Managing SSRI-related sexual side effects in primary care
Sexual problems affect at least 50% of patients taking SSRIs and SNRIs—both women and men. This wouldn’t be obvious gleaning the FDA package inserts, where the issue is notoriously underreported. The package insert for Paxil® (paroxetine), for instance, reports rates of decreased libido and anorgasmia of only 0-9% and 2-9%, respectively, in women, and low rates in men.
All phases of the sexual cycle can be affected by chronic SSRI treatment. Inability to achieve orgasm is especially common, best illustrated by off-label use of SSRIs for premature ejaculation. Unfortunately, sexual side effects typically persist—only 5-10% of SSRI-treated patients report spontaneous remission of these effects after 6 months of treatment.
So how can we manage a patient finding clinical benefit with their SSRI but are bothered by treatment-emergent sexual issues?
The first principle is to ensure that the daily dose is optimal—one that strikes the best possible balance between benefits and side effects. SSRIs are commonly titrated too quickly without taking time to appreciate the effects of a particular dose, which accumulate over 4-6 weeks. Providers should ask the patient to recall (to the best of their ability) how their medication was titrated. If dose adjustments were too fast, too high, or environmental stressors have lessened, this may justify a small dose reduction. Given that sexual side effects with SSRIs are dose-dependent, dose reductions may attenuate these unwanted effects while possibly maintaining therapeutic efficacy.
Although all SSRIs and SNRIs are highly likely to cause sexual dysfunction (paroxetine may carry the highest risk via inhibition of nitric oxide synthesis), some are more conducive than others for achieving that dosage balance. For example, the small and unscored escitalopram tablets make it hard to explore dosages other than 10mg, 15mg and 20mg. On the other hand, sertraline’s therapeutic dosage ranges from 50mg to 200mg daily, with adjustments that can be made in 12.5mg increments. SSRIs like sertraline can make it easier to work out that ideal balance for your patient.
Drug holidays, although intuitive, are not recommended because of the substantial risk of interpose withdrawal symptoms that can be very uncomfortable and destabilize the patient’s underlying mental health condition.
If the drug dosage has been optimized, but sexual problems continue to be problematic, we have a few pharmacologic options at our disposal. Adjunctive bupropion (150mg-300mg XL daily recommended) or buspirone (titrated to high doses—20-30mg BID) are worth trying and may provide some relief, although data are mixed. They are also generally well-tolerated and easy to discontinue.
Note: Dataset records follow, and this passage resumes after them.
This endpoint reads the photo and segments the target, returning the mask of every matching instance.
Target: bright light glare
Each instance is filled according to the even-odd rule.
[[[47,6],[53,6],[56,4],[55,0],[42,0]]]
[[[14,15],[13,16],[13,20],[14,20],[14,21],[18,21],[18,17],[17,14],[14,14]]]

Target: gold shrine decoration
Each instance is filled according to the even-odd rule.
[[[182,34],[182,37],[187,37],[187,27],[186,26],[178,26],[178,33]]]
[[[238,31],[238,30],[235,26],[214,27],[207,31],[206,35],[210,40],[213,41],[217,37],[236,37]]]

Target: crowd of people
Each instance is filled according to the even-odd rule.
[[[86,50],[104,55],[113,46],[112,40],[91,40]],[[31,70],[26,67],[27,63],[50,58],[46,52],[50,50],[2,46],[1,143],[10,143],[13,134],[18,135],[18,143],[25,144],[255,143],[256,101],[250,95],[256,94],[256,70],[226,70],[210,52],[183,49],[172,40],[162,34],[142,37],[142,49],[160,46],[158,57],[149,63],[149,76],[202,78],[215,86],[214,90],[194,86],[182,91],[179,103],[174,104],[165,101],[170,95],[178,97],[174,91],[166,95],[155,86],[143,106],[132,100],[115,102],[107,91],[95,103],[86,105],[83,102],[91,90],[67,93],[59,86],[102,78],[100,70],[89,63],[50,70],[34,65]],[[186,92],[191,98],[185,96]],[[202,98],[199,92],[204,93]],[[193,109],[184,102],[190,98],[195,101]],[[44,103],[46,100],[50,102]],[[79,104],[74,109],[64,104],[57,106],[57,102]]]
In men, the PDE5 inhibitors are an excellent choice. Sildenafil 25-50mg PRN an hour before sexual activity, or once-daily tadalafil (2.5-5mg) can improve erection quality which can indirectly improve anorgasmia.
Filbanserin (Addyi®), a drug approved for low libido in women, has inconsistent efficacy in general and unfortunately cannot be recommended for SSRI-associated sexual dysfunction in women, particularly when anorgasmia is the principle issue.
In very select patients without a history of substance abuse, PRN cannabis can improve subjective pleasure and orgasm associated with sexual intercourse, but comes at a risk of abuse, dependence, destabilizing a patient’s mood disorder, and “surfacing” a bipolar diathesis.